In Turkey today it is legal for politicians to sue journalists over “insulting” coverage, a tool of repression that Erdoğan has utilized literally thousands of times. The crime of “offending state leaders” is also punishable by fine and/or prison. The mayor of Istanbul, Ekrem İmamoğlu, was sentenced in 2022 to more than two years in prison for “insulting electoral officials,” in a move that seemed calculated to keep the popular mayor out of the presidential race. The charge of “insulting Turkishness” has most often been used to crack down on Kurdish rights organizations, but has also been employed on two occasions as a means of harassing the Nobel Prize-winning novelist Orhan Pamuk. And none of this even begins to address the various ways in which Erdoğan and the AKP have employed branches of the Turkish state to serve their electoral interests.

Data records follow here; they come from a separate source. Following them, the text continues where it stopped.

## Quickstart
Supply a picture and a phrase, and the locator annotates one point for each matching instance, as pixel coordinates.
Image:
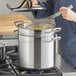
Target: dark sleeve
(45, 13)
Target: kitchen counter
(7, 23)
(65, 68)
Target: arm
(68, 14)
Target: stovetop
(9, 67)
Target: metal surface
(36, 47)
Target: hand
(68, 14)
(34, 3)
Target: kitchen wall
(13, 3)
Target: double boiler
(37, 45)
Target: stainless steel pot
(37, 45)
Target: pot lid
(37, 26)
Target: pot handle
(54, 39)
(16, 23)
(54, 30)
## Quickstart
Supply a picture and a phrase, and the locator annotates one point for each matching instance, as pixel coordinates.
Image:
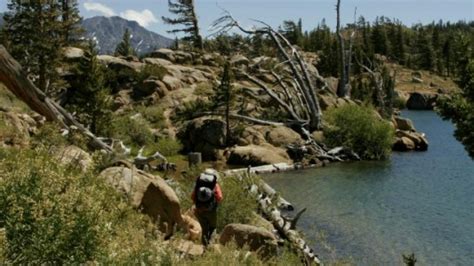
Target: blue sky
(148, 12)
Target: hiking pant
(208, 221)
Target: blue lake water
(372, 212)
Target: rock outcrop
(204, 135)
(403, 123)
(148, 193)
(74, 156)
(410, 140)
(257, 155)
(16, 128)
(422, 101)
(256, 239)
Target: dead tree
(379, 80)
(344, 57)
(307, 113)
(15, 79)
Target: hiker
(206, 196)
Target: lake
(373, 212)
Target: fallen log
(15, 79)
(285, 226)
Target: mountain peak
(108, 31)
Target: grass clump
(358, 128)
(56, 215)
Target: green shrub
(358, 128)
(154, 115)
(54, 215)
(204, 89)
(132, 131)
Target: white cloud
(144, 18)
(98, 7)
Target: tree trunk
(341, 88)
(12, 75)
(198, 37)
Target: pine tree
(379, 37)
(224, 97)
(33, 36)
(70, 18)
(124, 48)
(399, 46)
(424, 50)
(186, 16)
(90, 95)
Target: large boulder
(255, 238)
(151, 86)
(182, 57)
(419, 140)
(204, 135)
(239, 60)
(257, 155)
(164, 53)
(118, 64)
(403, 144)
(212, 59)
(73, 54)
(148, 193)
(421, 101)
(16, 128)
(282, 136)
(172, 83)
(74, 156)
(403, 123)
(157, 61)
(252, 135)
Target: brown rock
(282, 136)
(318, 136)
(252, 135)
(403, 144)
(255, 238)
(257, 155)
(404, 123)
(75, 156)
(117, 63)
(164, 53)
(157, 61)
(421, 101)
(148, 193)
(204, 135)
(172, 83)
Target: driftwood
(15, 79)
(298, 69)
(285, 226)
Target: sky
(148, 13)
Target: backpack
(204, 192)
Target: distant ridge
(108, 31)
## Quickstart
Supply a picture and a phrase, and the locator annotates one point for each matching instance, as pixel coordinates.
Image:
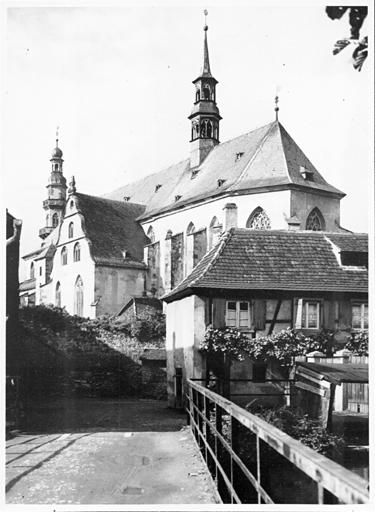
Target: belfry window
(315, 221)
(258, 220)
(71, 230)
(77, 252)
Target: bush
(358, 343)
(307, 430)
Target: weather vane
(277, 107)
(205, 12)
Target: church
(144, 239)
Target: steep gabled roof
(246, 259)
(111, 229)
(264, 158)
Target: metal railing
(252, 461)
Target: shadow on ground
(61, 415)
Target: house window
(360, 316)
(315, 221)
(77, 252)
(238, 314)
(259, 372)
(258, 220)
(64, 256)
(310, 314)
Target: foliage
(358, 343)
(307, 430)
(284, 346)
(357, 16)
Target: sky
(117, 80)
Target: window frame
(362, 305)
(238, 310)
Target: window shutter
(218, 313)
(329, 320)
(345, 314)
(259, 314)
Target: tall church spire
(54, 205)
(205, 115)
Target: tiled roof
(350, 242)
(246, 259)
(334, 372)
(111, 229)
(263, 158)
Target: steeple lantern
(205, 115)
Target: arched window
(214, 232)
(78, 297)
(315, 221)
(77, 252)
(64, 256)
(258, 220)
(190, 229)
(58, 295)
(71, 230)
(151, 234)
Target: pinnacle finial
(72, 186)
(277, 107)
(205, 12)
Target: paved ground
(107, 452)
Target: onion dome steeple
(54, 205)
(205, 115)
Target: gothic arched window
(315, 221)
(71, 230)
(190, 229)
(58, 295)
(77, 252)
(64, 256)
(258, 219)
(151, 234)
(78, 297)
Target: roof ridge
(226, 236)
(256, 152)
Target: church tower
(205, 116)
(55, 203)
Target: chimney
(230, 216)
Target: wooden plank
(344, 484)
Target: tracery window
(64, 256)
(77, 252)
(258, 220)
(71, 230)
(78, 297)
(58, 295)
(315, 221)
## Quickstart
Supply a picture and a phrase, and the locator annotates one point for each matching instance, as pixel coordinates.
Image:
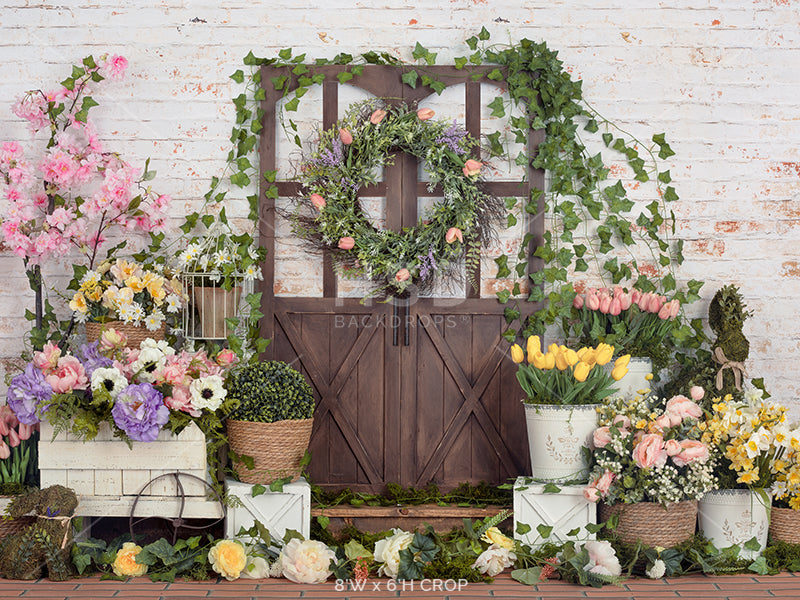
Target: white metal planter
(729, 517)
(556, 435)
(107, 475)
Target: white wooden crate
(107, 474)
(277, 511)
(564, 511)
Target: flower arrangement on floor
(750, 440)
(633, 322)
(137, 391)
(347, 158)
(564, 376)
(647, 455)
(129, 292)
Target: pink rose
(692, 451)
(603, 483)
(472, 167)
(649, 452)
(601, 437)
(453, 234)
(68, 375)
(684, 408)
(318, 201)
(672, 447)
(346, 243)
(591, 494)
(346, 137)
(377, 116)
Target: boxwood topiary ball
(268, 392)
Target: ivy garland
(348, 157)
(593, 222)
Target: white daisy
(207, 392)
(108, 379)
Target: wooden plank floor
(735, 587)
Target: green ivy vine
(591, 217)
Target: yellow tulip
(581, 371)
(534, 346)
(623, 360)
(618, 373)
(604, 353)
(572, 357)
(516, 353)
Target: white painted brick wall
(720, 78)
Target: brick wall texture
(718, 76)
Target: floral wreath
(348, 157)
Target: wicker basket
(276, 448)
(653, 524)
(784, 525)
(135, 334)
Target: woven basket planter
(651, 523)
(135, 334)
(784, 525)
(276, 448)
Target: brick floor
(700, 587)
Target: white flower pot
(635, 381)
(556, 436)
(729, 517)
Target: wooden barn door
(411, 391)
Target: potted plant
(563, 388)
(271, 422)
(748, 439)
(650, 468)
(125, 296)
(218, 270)
(633, 322)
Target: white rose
(494, 559)
(388, 549)
(257, 567)
(307, 561)
(602, 559)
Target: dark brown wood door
(412, 391)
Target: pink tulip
(13, 438)
(346, 137)
(453, 234)
(592, 301)
(472, 167)
(318, 201)
(377, 116)
(697, 393)
(25, 431)
(346, 243)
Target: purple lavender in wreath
(29, 395)
(140, 412)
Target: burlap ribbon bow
(736, 367)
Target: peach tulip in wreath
(347, 158)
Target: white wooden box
(277, 511)
(564, 511)
(107, 474)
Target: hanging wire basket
(209, 306)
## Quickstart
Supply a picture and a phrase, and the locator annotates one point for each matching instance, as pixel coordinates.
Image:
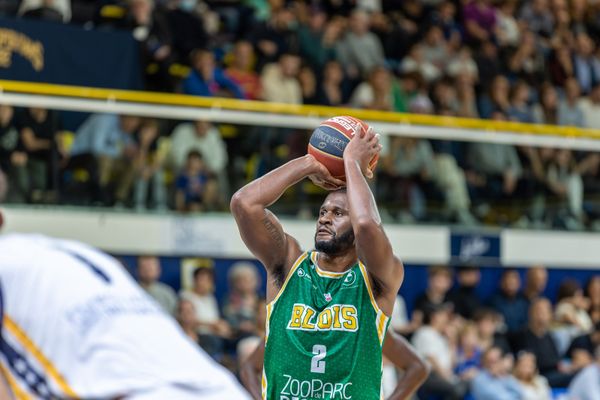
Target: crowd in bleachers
(528, 61)
(513, 344)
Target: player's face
(334, 229)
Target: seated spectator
(211, 329)
(206, 79)
(536, 280)
(494, 169)
(280, 80)
(360, 50)
(105, 147)
(205, 138)
(581, 350)
(241, 71)
(464, 296)
(149, 165)
(592, 292)
(12, 156)
(242, 299)
(569, 109)
(590, 106)
(431, 343)
(546, 112)
(468, 353)
(494, 382)
(533, 385)
(586, 385)
(519, 109)
(195, 189)
(37, 128)
(148, 269)
(572, 306)
(488, 324)
(480, 21)
(331, 91)
(376, 93)
(510, 302)
(536, 338)
(439, 283)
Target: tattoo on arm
(273, 231)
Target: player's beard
(337, 244)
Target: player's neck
(337, 262)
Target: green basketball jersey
(324, 336)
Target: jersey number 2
(317, 364)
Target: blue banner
(37, 51)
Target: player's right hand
(322, 177)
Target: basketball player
(74, 324)
(328, 310)
(395, 348)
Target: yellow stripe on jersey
(322, 272)
(48, 367)
(287, 279)
(13, 385)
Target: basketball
(328, 141)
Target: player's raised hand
(363, 147)
(322, 177)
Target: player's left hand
(362, 148)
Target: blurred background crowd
(523, 341)
(526, 61)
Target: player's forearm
(413, 377)
(363, 209)
(269, 188)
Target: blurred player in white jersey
(74, 324)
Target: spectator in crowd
(206, 79)
(546, 112)
(537, 339)
(494, 382)
(211, 329)
(317, 38)
(195, 189)
(439, 283)
(533, 385)
(205, 138)
(431, 343)
(12, 156)
(590, 106)
(581, 350)
(468, 353)
(488, 323)
(510, 302)
(149, 165)
(242, 300)
(37, 128)
(241, 70)
(332, 90)
(105, 142)
(572, 307)
(570, 111)
(149, 271)
(536, 280)
(586, 385)
(592, 291)
(494, 169)
(280, 80)
(464, 296)
(360, 50)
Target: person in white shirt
(76, 325)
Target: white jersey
(76, 325)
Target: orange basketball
(328, 141)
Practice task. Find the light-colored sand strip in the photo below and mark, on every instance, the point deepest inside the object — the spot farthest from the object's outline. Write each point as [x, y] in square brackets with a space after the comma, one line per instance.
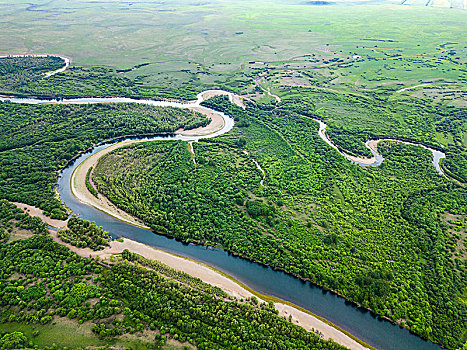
[80, 191]
[412, 87]
[78, 178]
[203, 272]
[362, 160]
[213, 277]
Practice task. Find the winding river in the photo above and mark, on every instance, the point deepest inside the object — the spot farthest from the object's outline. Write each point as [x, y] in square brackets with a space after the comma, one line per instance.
[361, 323]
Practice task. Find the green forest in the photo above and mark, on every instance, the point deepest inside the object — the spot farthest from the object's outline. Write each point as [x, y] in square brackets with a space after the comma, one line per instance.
[39, 140]
[379, 236]
[43, 284]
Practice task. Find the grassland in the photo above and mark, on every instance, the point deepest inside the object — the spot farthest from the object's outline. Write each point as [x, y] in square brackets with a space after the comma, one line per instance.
[230, 44]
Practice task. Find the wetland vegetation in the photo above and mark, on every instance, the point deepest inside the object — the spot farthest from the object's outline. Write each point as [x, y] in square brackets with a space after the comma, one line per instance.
[45, 285]
[390, 238]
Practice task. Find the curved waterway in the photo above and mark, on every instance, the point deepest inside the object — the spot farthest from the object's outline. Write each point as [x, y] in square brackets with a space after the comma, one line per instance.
[361, 323]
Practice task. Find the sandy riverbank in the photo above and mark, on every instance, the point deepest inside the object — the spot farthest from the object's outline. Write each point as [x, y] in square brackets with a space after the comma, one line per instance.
[202, 271]
[216, 124]
[213, 277]
[78, 179]
[79, 190]
[367, 161]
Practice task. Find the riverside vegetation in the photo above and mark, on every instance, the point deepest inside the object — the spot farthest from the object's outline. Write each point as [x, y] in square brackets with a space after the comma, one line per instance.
[375, 235]
[43, 285]
[379, 236]
[39, 140]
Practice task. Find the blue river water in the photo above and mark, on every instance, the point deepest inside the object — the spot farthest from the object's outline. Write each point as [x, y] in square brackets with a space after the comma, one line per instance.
[361, 323]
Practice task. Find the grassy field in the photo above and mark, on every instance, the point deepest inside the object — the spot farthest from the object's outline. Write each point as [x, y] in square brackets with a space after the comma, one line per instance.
[357, 45]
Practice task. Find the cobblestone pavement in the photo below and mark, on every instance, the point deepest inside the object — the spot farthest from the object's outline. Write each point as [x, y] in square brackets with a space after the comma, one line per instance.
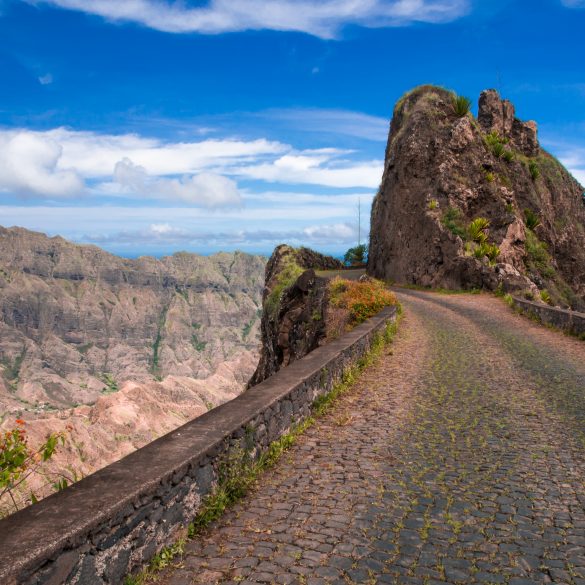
[458, 458]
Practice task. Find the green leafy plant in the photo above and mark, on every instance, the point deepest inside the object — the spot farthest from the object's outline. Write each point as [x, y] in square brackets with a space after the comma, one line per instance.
[493, 252]
[452, 220]
[111, 386]
[495, 144]
[356, 256]
[19, 462]
[461, 105]
[363, 299]
[478, 230]
[284, 280]
[545, 297]
[534, 170]
[532, 220]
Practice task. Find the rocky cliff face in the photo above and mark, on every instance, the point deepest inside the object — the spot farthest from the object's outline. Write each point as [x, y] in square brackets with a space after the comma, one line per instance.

But guess what? Erdoğan didn’t invent these tactics. Indeed, Turkey’s current president himself spent four months in prison in 1999 after publicly reading a speech in which he quoted lines from a poem by Ziya Gökalp, one of Turkey’s best-known intellectual figures. The crime? “Provoking religious hatred,” a cudgel that was commonly used in the 1990s against Islamically-oriented political figures like Mr. Erdoğan.
Erdoğan’s prison sentence was intended to end his political career, as there was a law at the time banning anyone with a prison record from serving in parliament. When Mr. Erdoğan’s Justice and Development Party (AKP) came to power in 2002, that law was rescinded.
Tayyip Erdoğan knows a thing or two about being on the receiving end of Turkish justice |
Where did Tayyip Erdoğan learn to behave in the manner that he does? Who taught him that it was okay to jail and intimidate his critics and political adversaries?
The roots of Tayyip Erdoğan’s authoritarianism, most of which is perfectly legal under Turkish law, are without question intimately tied to Turkey’s present-day constitution. But they run much deeper than that. Authoritarian-friendly constitutions have been baked into Turkey’s political DNA since the country’s establishment in 1923.
It is tempting to see Tayyip Erdoğan, who has built a political career out of bringing Islam back into the public sphere, as the antithesis of Turkey’s radically secular founder, Mustafa Kemal Atatürk. But more than anything else, Turkey’s current president is a product of the political system that Atatürk created, and its republic.